There is a particular pleasure in hearing a conductor return, near the very end of a long career, to the music that made his name. Blomstedt was 97 when this concert was taped live at Tokyo’s Suntory Hall in 2024, and the program of Sibelius, Nielsen and Berwald is an apt representation of repertoire he has loved and championed. This is the Scandinavian repertoire that carried him through the orchestras of Stockholm, Oslo, Copenhagen and Swedish Radio in the 1960s and 1970s.

I have watched recent video streams of Blomstedt conducting the Berlin Philharmonic, as recently as April of this year, and what struck me is his ability to impress his musical vision and intentions with the orchestra, in spite of obviously limited physical mobility. Without visuals providing queues, what I hear first in this performance with the NHK Symphony is the alertness of the interpretation. The playing is sharp, rhythmically taut, and fully committed, without a trace of an autumnal haze that I might have been expecting.

Blomstedt and the NHK players are familiar partners, as he has been Conductor Laureate of the orchestra since 2016. And perhaps that is part of the reason why they mesh so well in this performance. Blomstedt has lost none of his ability to shape a long musical line, or to bring out an unexpected detail in the orchestral texture, and the orchestra plays along with passion.

The centerpiece of the program is the Nielsen Clarinet Concerto. This must be one of the strangest and finest wind concertos of the twentieth century: the soloist and an insistent snare drum stalk each other through rapidly changing mood swings across a single kaleidoscopic movement. It surely deserves to be programmed and played more often.

Kei Ito, the orchestra’s principal clarinet, is the excellent soloist. He tackles the long unaccompanied first cadenza early on with passion, and finds rollicking good humor in the finale. Blomstedt, Ito, the snare drummer, and the NHK woodwinds as a group are locked in: together they catch the work’s quicksilver temperament without smoothing off its rough edges. The strings handle their understated role with warmth and shape, playing well for Blomstedt.

The rest of the program fits well around the concerto.
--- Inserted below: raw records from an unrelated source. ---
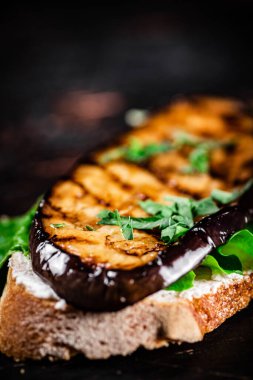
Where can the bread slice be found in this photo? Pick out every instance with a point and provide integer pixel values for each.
(35, 323)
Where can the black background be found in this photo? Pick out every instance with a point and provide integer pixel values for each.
(143, 54)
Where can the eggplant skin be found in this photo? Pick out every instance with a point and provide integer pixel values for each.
(101, 271)
(95, 288)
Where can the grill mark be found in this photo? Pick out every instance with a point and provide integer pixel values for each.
(87, 192)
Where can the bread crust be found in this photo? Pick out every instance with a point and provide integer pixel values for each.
(31, 327)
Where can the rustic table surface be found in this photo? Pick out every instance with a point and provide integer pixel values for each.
(67, 78)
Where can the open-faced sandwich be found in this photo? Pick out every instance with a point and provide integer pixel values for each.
(146, 242)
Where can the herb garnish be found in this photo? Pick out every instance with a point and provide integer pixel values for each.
(89, 228)
(57, 225)
(173, 220)
(14, 234)
(198, 158)
(135, 151)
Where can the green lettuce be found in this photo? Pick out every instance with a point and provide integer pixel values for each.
(235, 256)
(14, 234)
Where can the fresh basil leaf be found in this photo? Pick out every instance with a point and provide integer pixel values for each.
(155, 208)
(127, 230)
(89, 228)
(184, 283)
(205, 206)
(241, 246)
(210, 262)
(199, 160)
(57, 225)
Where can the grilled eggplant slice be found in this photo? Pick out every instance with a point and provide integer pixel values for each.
(92, 266)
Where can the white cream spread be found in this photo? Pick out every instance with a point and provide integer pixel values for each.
(23, 273)
(200, 287)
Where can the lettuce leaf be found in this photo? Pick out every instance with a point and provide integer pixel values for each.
(241, 246)
(235, 256)
(14, 234)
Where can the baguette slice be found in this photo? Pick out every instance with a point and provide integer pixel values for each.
(35, 323)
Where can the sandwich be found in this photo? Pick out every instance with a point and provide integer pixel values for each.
(146, 242)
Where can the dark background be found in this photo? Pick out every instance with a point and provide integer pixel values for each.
(67, 77)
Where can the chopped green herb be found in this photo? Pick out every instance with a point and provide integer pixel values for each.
(135, 151)
(57, 225)
(172, 220)
(89, 228)
(198, 160)
(138, 152)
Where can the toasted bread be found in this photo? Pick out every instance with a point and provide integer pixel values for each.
(34, 323)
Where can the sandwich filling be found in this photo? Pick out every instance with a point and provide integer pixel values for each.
(168, 206)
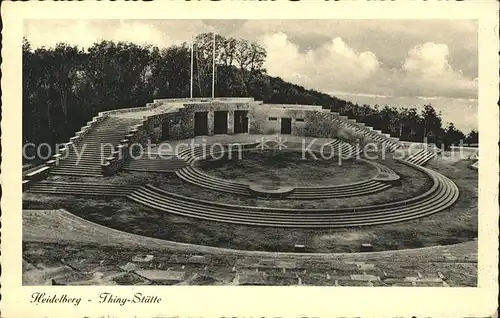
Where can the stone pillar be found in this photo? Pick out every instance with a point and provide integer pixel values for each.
(210, 119)
(230, 122)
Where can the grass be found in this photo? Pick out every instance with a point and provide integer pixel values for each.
(457, 224)
(287, 168)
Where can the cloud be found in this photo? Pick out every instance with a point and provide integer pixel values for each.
(320, 66)
(337, 67)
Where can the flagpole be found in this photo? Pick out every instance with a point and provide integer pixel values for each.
(191, 83)
(213, 68)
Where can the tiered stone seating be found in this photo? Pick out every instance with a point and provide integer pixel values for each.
(341, 191)
(440, 196)
(155, 163)
(368, 186)
(197, 177)
(78, 188)
(109, 131)
(421, 157)
(342, 148)
(376, 135)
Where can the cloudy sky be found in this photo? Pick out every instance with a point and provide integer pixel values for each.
(376, 61)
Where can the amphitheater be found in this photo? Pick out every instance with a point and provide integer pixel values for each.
(229, 168)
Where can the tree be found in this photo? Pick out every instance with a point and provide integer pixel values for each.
(472, 137)
(452, 136)
(432, 125)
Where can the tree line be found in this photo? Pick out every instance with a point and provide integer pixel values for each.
(65, 86)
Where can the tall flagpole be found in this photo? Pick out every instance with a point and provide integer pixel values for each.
(192, 53)
(213, 68)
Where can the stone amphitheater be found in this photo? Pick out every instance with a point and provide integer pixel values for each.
(64, 248)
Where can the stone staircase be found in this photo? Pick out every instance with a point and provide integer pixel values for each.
(386, 140)
(440, 196)
(80, 189)
(155, 163)
(85, 156)
(421, 157)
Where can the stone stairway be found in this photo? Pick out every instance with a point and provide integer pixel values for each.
(85, 156)
(440, 196)
(421, 157)
(385, 139)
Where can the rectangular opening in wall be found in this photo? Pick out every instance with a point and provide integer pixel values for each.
(220, 122)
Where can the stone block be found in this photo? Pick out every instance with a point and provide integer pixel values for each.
(366, 247)
(143, 258)
(159, 275)
(299, 248)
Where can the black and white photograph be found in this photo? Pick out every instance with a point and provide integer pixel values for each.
(248, 152)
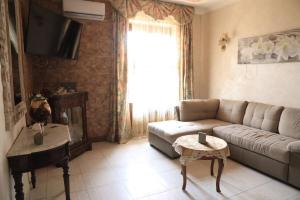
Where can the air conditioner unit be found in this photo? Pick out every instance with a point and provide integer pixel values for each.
(80, 9)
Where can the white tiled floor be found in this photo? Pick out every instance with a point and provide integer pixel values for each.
(138, 171)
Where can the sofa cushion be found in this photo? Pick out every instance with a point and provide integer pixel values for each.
(289, 124)
(263, 142)
(294, 146)
(263, 116)
(231, 111)
(171, 130)
(197, 109)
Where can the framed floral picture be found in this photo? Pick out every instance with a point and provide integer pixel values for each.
(272, 48)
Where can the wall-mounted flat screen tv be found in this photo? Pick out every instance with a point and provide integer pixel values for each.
(51, 34)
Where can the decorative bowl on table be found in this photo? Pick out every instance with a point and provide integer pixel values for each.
(39, 112)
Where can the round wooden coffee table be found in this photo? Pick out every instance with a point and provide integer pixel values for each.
(190, 149)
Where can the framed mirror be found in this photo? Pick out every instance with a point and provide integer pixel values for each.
(12, 62)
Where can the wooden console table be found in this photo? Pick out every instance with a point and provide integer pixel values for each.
(25, 156)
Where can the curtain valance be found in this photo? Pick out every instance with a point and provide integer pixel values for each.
(154, 8)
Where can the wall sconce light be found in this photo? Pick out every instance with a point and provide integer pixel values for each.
(224, 40)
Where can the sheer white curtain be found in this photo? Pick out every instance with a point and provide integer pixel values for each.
(153, 71)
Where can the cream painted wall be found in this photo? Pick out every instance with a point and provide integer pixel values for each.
(6, 140)
(269, 83)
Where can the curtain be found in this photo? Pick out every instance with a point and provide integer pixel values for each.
(124, 10)
(186, 62)
(153, 73)
(154, 8)
(121, 119)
The Swan of Tuonela (a movement from Sibelius’s Lemminkäinen Suite) opens the concert in a poignant hush, with its swooning English horn melody floating out over the strings. This is practically a concerto in its own right, giving us a clue that the woodwinds are a focus of the whole program.

Franz Berwald’s Fourth Symphony, the “Sinfonie Naive“, closes things out. It is a likeable, open-air piece, with a slow movement that brings Schubert to mind, and Blomstedt clearly enjoys its good humor. I would not call it essential listening on its own, but in this thematic context it fits right in, and gives the strings a proper workout after the wind-dominated first half.

The recorded sound is very fine, as you would expect from NHK as a top-notch national broadcaster. The winds and percussion sit a touch forward of where they sound naturally in the hall, and it feels a bit off, but the added definition does highlight their crucial roles in the concerto. The Dolby Atmos spatial mix is top notch, making this an enjoyable “concert listening” experience, with the sense of sitting in a good seat at Suntory Hall, whether you listen on speakers or headphones.


Favorite Moment

The restless, searching opening of the Clarinet concerto is a treat. Listen to how clarinetist Ito drives into his first big cadenza (around the 4:30 mark), and how Blomstedt keeps the orchestral interjections taut and dangerous. Knowing this was shaped by a 97-year-old, working with limited physical mobility, the sustained nervous energy of it is something to marvel at.


Further Listening

Nielsen: Clarinet Concerto (with Helios & Symphony No. 5) – Edward Gardner, Bergen Philharmonic Orchestra, Alessandro Carbonare (clarinet). (Chandos, 2025). Another well-engineered modern recording, but worlds apart from Blomstedt and Ito. This is smoother take on the concerto, cautious and almost halting. It works, after its own fashion.

Bernstein Conducts Nielsen – Leonard Bernstein, New York Philharmonic, Stanley Drucker (clarinet) (CBS/Sony, rec. 1967). The classic high-tension account. Drucker and Bernstein lean hard into the work’s anger and eeriness. The result is Alfred Hitchcock all over. Bernstein is always interesting, isn’t he?